TIMSS was administered in New Zealand by the IEA Unit (now the Comparative Education Research Unit) within the Research and International Section (now the Research Division) of the Ministry of Education. The IEA Unit was guided by a National Advisory Committee (see Appendix 1). This report details results for New Zealand in the MSL component of TIMSS. It contains some international comparisons where these are of interest, but for comprehensive international results the international report (Mullis et al, 1998) should be consulted.

Full participation in TIMSS at population 1 (standards 2 and 3) and population 2 (forms 2 and 3) levels promised to stretch the resources of the national centre in terms of both finance and personnel, so a decision was made to limit participation at population 3 (final year of schooling) level to the MSL study. The National Advisory Committee was of the view that investigating the general levels of mathematics and science literacy amongst school leavers would yield information of greater value than would be obtained by testing mathematics and physics specialists. It is also the case that in SIMS the performance of New Zealand form 7 mathematics specialists had been found to be satisfactory when compared with that of their counterparts in other participating countries (Garden & Irving, 1987).

New Zealand Reports

This report follows earlier publication of New Zealand reports presenting results for population 1 mathematics and science, population 2 mathematics, population 2 science, and the performance assessment component of TIMSS. These publications are listed under a separate heading in the bibliography section.

Sampling

Student Attrition

Identifying the population of students in their final year of schooling, drawing a sample, and administering tests and questionnaires to students in the sample posed a considerable challenge in most systems. In some countries, such as the Netherlands and Austria, students in their final year of school may be in any one of several different types of school, or well-defined tracks within school ranging from those students aspiring to university education to those bound directly from school to the labour market. A common pattern in Europe is to have 'academic' and 'vocational' tracks, sometimes in the same school and sometimes in different schools.

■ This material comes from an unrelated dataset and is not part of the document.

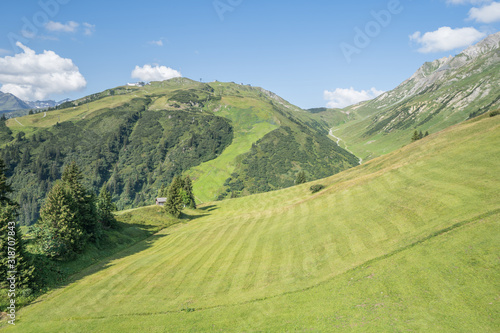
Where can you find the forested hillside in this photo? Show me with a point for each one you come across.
(136, 139)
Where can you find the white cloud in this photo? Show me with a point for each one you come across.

A second difficulty in achieving a representative sample is experienced in those countries where there is not a single terminal grade level from which nearly all students leave school. In New Zealand, as in some other systems, students may leave school before reaching, or completing, the highest class level (ie form 7) in order to pursue a full-time education in another educational institution, or they may simply 'drop out'. Even in those systems in which there is a 'graduation' year, drop-out rates prior to that year can be substantial.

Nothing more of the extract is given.